In March 2022, a committee of outside experts who advise the FDA voted 6-4 that Amylyx lacked evidence that its drug worked. The agency’s staff also found that the study’s positive result “was not exceptionally persuasive,” and expressed other concerns with the company’s analysis.
But outside the regulatory review, ALS patients and advocates were putting pressure on the FDA to move faster and use their discretion to approve more therapies — even if it meant accepting a safety risk for a potentially modest benefit. The FDA took the unusual step of holding a second advisory committee meeting in September 2022 to consider additional data from Amylyx, which brought out emotionally raw testimony.
Brian Wallach, a staffer in the Obama White House, was diagnosed with ALS on the same day that he and his wife brought home their second daughter from the hospital. He addressed the committee with his own, barely intelligible voice before a friend took over reading his statement.

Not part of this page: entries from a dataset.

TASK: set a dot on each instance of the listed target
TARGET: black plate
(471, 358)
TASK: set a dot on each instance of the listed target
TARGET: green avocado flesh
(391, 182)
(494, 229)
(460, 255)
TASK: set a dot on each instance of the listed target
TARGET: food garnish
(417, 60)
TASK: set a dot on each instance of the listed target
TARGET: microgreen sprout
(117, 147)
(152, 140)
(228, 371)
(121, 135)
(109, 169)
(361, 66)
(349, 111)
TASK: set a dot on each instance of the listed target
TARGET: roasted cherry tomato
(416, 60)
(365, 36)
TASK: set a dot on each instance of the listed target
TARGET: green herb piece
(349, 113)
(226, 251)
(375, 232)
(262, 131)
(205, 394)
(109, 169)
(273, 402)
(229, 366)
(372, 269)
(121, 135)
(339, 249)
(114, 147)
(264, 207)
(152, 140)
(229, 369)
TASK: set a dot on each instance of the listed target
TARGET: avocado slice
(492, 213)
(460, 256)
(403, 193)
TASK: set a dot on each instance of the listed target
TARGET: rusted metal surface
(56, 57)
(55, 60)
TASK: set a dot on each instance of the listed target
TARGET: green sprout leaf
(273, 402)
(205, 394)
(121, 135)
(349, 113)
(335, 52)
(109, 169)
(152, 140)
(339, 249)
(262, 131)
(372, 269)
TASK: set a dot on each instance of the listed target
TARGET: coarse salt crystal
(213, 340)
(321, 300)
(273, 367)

“I am a 41-year-old father of 5- and 7-year-old girls,” the friend read. “Instead of thinking you are protecting me, I want you to recommend approval so that I have the chance to live.”

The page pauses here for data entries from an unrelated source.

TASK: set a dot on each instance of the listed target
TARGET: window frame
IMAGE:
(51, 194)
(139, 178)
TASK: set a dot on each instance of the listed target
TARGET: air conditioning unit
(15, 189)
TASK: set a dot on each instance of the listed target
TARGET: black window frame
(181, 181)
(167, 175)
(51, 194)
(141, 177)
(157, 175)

The FDA staff’s review had called the drug’s effectiveness into question. But this time, the advisory committee voted in favor, 7-2.

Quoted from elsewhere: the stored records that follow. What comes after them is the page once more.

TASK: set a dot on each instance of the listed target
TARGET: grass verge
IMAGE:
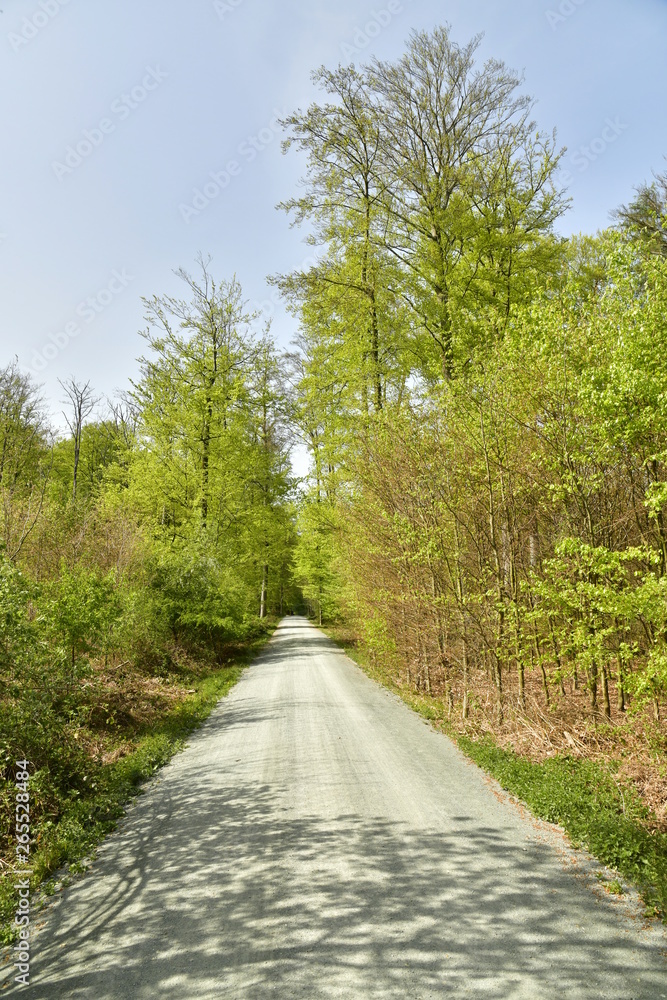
(61, 848)
(597, 811)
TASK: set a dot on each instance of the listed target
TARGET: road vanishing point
(317, 839)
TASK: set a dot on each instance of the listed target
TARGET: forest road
(317, 840)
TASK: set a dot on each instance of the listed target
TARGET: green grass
(584, 798)
(580, 795)
(87, 818)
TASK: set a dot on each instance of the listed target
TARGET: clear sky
(114, 112)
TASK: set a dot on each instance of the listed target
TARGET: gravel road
(318, 840)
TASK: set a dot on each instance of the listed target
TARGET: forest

Amylyx had launched a larger, longer-term trial. But the FDA didn’t wait for the results to come in, approving Relyvrio in fall 2022.
‘They still need a solution’
There was no requirement for Amylyx to continue its larger trial, but it did.
“If you believe in a drug, you shouldn’t be nervous to study it,” Cohen said in the January interview.
When the results came in less than two months later, they showed the benefit was not even as reliable as a coin toss. The news stunned Amylyx’s founders, some Wall Street analysts and ALS advocates.
“It cannot be overstated how painful these findings are for people with ALS who are looking for hope and options,” said Andrea Goodman, CEO of I AM ALS, the advocacy group founded by Wallach and his wife. Wallach added in a statement, “we are grateful to Amylyx for their transparency.”
Sheri Strahl, president of the ALS Network, called Relyvrio’s failure “a major setback” but said that “every failure helps us better focus on what might actually work.” She added, “Even in moments like this, there is reason for hope.”
Umer Raffat, an analyst at Evercore ISI, pressed Cohen and Klee on a call after Amylyx disclosed the Relyvrio results. “Are you 1,000 percent sure,” he asked, that no group of participants in the trial showed a result that deserved following up?
“The top line results are clear,” Klee responded, according to a transcript compiled by S&P Global Market Intelligence.
The value of Klee’s and Cohen’s stock in the company each plunged to about $10 million from more than $50 million, but they said they remained focused on the ALS community.
“As hard as it may be for us, I can’t even imagine what it’s like for someone with ALS and their family reading the news,” Klee said.
Amylyx is developing other ALS drugs. “Possibly Relyvrio will not ultimately be the solution for people living with ALS,” Cohen said. “They still need a solution.”